Minority Christian groups have predicted the world will end later this month – when they say a ‘blood moon’ will bring about an apocalyptic meteor strike.
Scientists say a ‘blood moon’ will occur on September 28, when the moon passes into the shadow of the earth cast by the Sun (a lunar eclipse) and appears dim and reddish.
Some religious leaders believe that because this is the fourth consecutive lunar eclipse since April 2014, it is part of a "tertrad" - which foretells a meteorite destroying earth and the end of time.
Experts at Nasa remain unconvinced.
The organisation monitors the heavens constantly for asteroids and none are on course to collide with Earth for several hundred years. However, the fears are widespread enough for it to have issued an official statement on the topic.
Blood Moon
The Blood Moon theory has its roots in a passage in the Bible in Joel 2:31 which reads: "And I will shew wonders in the heavens and in the earth, blood, and fire, and pillars of smoke.

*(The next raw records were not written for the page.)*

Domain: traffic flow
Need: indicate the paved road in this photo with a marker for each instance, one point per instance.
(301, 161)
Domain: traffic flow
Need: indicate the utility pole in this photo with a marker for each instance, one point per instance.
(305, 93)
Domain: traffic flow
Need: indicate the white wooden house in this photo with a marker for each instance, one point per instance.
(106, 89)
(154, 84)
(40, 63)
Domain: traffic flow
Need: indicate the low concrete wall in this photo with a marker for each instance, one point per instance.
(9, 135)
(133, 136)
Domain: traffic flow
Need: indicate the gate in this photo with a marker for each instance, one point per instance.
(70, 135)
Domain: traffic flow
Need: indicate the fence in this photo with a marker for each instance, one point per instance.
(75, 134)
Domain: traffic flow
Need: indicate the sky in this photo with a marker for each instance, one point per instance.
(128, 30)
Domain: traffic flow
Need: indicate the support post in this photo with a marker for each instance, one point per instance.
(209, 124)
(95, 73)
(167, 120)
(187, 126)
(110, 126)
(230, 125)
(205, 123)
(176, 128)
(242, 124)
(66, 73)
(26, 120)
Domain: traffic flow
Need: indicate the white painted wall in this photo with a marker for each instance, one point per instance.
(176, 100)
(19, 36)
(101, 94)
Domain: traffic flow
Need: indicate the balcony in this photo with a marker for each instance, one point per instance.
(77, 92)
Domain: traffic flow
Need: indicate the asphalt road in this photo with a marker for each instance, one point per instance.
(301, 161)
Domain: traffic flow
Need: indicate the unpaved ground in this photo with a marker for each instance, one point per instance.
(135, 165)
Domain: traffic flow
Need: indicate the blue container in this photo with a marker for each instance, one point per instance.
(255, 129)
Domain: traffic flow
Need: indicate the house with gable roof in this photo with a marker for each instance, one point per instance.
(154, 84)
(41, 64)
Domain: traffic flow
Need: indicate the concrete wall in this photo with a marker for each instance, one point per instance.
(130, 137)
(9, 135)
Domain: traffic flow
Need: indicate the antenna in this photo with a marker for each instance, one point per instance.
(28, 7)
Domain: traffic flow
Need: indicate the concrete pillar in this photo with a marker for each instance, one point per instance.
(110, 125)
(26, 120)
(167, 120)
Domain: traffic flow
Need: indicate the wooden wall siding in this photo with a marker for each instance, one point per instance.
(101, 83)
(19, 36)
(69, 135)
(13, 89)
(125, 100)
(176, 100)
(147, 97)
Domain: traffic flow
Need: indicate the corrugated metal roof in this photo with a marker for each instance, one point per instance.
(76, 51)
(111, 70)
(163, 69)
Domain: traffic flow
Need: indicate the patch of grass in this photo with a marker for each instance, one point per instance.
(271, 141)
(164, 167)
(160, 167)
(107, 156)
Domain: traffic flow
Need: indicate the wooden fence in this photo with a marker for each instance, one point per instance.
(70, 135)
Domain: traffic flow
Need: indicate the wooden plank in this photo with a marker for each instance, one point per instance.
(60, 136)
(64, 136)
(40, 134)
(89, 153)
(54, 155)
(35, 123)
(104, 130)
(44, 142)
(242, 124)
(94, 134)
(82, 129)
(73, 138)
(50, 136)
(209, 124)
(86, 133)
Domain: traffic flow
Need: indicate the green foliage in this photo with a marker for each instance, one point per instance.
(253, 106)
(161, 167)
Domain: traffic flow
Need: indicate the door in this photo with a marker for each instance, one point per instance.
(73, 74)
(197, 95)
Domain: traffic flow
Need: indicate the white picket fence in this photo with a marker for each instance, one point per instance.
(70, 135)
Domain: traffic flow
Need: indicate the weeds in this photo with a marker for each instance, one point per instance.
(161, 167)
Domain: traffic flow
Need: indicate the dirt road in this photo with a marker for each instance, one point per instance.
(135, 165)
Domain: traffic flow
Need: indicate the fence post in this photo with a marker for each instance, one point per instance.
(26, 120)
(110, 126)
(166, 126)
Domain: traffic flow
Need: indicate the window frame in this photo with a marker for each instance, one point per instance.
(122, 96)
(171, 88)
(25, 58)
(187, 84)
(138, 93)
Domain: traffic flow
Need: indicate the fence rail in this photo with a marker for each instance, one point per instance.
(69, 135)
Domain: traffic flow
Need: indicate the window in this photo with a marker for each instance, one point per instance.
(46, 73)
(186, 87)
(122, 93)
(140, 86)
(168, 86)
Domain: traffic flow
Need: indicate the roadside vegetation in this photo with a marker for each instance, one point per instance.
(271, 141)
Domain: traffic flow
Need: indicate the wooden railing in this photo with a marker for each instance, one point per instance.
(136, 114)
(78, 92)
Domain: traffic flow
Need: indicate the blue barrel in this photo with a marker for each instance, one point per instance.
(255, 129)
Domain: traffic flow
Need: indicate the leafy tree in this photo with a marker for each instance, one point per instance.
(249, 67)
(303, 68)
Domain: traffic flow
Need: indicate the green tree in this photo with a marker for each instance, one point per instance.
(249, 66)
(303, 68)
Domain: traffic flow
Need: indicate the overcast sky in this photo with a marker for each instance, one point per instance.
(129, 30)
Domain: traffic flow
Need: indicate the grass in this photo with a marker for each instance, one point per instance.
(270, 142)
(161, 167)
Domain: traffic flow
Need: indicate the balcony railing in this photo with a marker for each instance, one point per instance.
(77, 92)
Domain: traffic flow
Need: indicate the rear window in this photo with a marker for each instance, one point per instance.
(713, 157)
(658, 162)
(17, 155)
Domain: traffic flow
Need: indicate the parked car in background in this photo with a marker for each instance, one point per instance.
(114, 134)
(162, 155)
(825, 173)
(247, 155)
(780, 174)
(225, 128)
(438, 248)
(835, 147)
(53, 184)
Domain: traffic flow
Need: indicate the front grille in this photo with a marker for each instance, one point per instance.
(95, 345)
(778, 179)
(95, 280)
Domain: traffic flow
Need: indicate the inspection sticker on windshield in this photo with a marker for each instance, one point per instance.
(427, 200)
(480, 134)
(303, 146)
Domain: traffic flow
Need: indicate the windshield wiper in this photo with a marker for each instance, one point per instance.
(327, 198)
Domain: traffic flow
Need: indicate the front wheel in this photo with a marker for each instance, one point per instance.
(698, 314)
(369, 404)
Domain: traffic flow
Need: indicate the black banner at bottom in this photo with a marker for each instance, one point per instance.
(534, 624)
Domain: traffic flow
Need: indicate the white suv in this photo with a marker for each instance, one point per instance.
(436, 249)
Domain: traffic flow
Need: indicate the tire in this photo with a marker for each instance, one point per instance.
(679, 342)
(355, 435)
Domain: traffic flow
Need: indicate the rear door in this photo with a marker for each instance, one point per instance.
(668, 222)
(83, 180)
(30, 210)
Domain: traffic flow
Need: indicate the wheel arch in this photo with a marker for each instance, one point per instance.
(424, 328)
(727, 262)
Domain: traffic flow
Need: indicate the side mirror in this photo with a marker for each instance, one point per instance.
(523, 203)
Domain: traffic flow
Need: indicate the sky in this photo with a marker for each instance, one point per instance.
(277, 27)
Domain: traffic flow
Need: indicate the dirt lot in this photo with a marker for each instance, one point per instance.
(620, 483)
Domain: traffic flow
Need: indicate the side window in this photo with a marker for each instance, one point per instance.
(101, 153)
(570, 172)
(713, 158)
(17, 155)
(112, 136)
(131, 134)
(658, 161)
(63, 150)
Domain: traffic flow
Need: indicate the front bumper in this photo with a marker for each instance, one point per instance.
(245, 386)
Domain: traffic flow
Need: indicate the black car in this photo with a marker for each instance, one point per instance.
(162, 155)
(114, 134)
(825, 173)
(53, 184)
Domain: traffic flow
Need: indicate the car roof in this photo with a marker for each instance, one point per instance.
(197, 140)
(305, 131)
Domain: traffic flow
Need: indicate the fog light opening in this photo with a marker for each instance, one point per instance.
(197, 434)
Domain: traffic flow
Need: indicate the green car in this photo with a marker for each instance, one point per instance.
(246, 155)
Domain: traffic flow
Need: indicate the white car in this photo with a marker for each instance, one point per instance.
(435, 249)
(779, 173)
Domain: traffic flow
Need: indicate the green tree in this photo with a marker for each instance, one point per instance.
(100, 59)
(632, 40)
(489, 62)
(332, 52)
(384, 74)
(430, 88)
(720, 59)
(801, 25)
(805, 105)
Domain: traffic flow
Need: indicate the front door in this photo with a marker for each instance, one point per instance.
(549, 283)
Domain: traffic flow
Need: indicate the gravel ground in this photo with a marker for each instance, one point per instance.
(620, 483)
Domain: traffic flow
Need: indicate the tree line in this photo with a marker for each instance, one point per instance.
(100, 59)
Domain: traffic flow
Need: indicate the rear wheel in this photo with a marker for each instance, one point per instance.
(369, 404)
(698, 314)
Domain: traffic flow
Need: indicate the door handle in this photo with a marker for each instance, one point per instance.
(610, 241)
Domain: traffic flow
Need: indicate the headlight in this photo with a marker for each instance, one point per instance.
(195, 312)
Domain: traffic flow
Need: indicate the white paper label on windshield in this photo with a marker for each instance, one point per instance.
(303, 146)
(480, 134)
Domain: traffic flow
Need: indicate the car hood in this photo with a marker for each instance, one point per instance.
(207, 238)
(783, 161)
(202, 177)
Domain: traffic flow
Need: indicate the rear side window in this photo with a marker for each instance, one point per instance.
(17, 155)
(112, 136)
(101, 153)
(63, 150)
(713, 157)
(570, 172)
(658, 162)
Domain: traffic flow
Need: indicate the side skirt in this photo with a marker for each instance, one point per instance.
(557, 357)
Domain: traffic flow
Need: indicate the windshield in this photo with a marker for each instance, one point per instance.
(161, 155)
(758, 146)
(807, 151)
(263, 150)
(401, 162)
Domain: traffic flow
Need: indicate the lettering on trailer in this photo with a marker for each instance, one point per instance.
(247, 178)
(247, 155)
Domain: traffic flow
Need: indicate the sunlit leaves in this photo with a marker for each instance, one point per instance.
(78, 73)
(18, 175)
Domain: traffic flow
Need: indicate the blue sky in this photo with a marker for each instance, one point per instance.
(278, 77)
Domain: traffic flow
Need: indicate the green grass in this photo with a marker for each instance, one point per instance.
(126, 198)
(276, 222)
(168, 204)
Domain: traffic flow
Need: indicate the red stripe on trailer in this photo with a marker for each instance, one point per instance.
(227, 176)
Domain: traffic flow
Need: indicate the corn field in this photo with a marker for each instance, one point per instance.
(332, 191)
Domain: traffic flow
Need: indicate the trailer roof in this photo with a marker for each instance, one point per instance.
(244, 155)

The sun shall be turned into darkness, and the moon into blood, before the great and terrible day of the Lord come."
Similarly, in Acts 2:20: "The sun will be turned to darkness and the moon to blood before the coming of the great and glorious day of the Lord."

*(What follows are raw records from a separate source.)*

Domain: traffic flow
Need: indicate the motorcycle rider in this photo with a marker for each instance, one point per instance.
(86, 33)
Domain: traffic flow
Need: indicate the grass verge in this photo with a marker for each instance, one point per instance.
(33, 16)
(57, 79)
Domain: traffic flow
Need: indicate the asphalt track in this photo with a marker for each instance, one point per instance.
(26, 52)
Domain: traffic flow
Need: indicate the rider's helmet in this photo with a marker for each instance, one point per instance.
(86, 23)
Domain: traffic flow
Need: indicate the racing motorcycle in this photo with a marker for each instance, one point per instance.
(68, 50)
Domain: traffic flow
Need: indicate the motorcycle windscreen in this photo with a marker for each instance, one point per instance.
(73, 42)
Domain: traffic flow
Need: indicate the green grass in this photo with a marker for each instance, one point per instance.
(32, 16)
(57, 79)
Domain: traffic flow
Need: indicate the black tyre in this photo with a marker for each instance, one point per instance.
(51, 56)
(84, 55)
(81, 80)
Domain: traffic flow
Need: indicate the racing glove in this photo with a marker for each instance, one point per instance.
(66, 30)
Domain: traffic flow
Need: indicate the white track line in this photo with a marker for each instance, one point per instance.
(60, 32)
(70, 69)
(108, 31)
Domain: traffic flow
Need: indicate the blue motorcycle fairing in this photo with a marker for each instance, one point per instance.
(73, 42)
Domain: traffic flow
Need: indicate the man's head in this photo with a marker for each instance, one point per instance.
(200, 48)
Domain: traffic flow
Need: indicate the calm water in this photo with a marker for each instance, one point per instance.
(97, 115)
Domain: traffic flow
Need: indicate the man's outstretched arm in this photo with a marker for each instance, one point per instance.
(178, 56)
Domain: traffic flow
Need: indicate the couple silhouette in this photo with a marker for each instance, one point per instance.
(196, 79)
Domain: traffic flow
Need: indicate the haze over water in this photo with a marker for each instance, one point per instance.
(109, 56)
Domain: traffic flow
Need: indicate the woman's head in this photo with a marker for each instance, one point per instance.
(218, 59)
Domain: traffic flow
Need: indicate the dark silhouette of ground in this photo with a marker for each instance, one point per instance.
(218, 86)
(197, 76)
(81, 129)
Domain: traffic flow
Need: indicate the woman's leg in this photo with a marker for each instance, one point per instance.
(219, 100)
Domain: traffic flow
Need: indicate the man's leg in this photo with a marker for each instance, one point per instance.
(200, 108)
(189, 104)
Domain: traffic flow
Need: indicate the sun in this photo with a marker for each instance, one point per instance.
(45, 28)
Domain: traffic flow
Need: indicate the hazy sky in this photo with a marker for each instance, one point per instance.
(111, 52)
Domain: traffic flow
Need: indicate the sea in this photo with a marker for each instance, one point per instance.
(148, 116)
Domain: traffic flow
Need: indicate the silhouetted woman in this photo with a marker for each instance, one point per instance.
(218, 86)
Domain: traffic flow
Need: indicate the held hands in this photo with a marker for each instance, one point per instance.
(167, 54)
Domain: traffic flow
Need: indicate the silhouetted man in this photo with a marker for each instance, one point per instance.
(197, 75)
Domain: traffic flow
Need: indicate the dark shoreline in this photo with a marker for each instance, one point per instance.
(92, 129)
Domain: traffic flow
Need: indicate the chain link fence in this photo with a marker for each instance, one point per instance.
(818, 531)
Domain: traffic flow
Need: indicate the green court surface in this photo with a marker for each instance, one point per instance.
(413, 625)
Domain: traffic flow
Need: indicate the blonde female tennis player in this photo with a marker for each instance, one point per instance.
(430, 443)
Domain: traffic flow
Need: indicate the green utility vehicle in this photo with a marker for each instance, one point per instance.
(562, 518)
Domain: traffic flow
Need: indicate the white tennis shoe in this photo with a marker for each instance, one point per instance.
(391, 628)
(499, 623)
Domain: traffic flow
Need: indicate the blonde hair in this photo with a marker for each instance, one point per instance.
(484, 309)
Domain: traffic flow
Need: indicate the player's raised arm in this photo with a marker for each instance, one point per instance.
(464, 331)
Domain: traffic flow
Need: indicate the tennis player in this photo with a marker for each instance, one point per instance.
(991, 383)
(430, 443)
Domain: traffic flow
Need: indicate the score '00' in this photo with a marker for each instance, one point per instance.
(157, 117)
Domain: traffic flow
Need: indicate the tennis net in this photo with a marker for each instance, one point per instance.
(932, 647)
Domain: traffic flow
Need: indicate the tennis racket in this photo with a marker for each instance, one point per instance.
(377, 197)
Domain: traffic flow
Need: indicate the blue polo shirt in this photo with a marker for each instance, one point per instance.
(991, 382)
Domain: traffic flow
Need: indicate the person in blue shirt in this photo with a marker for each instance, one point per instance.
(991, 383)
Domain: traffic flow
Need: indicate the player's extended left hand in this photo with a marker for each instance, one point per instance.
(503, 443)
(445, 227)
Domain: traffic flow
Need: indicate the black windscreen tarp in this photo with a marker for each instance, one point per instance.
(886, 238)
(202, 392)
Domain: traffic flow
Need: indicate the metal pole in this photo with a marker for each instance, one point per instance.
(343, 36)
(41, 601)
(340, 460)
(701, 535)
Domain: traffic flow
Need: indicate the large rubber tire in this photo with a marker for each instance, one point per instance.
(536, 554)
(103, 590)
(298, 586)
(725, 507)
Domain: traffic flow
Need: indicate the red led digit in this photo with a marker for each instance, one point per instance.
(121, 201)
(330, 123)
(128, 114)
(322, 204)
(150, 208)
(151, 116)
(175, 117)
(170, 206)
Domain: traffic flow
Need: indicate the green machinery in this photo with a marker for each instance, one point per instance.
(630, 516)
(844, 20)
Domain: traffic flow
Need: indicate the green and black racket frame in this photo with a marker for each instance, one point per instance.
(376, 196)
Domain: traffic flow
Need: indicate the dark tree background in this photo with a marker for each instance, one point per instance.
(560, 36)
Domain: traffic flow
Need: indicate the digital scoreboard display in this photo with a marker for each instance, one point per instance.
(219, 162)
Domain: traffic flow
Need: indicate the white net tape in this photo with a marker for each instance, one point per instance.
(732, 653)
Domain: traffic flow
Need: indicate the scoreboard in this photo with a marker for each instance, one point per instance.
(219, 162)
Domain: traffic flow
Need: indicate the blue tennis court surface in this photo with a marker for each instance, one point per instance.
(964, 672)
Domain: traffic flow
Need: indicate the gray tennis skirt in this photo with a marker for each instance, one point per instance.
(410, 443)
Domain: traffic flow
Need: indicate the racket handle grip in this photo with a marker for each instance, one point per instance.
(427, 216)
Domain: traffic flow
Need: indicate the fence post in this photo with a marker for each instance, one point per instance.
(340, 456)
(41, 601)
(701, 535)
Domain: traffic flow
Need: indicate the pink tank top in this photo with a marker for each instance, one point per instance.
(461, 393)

And again in Revelation 6:12: "[...] and, lo, there was a great earthquake; and the sun became black as sackcloth of hair, and the moon became as blood".
That a "tetrad" of lunar eclipses, with six full moons in between them, will coincide with an asteroid hitting earth was popularised by US pastors Mark Biltz and John Hagee. They each noted that previous tetrads in history had coincided with noteworthy, tragic and triumphant events in Jewish history.
Mr Hagee's book on the topic, called Four Blood Moons, was the ninth best-selling paperback in the US in March last year.
Present day biblical theorists who follow the teachings have been worried that in a period somewhere between September 22 to 28 2015, the world will end.
And although sources are vague there has been enough speculation on social media and elsewhere for NASA, which has an automated collision monitoring system, to issue the following statement:
"NASA knows of no asteroid or comet currently on a collision course with Earth, so the probability of a major collision is quite small," said a spokesperson in comments reported by Yahoo News.
"In fact, as best as we can tell, no large object is likely to strike the Earth any time in the next several hundred years."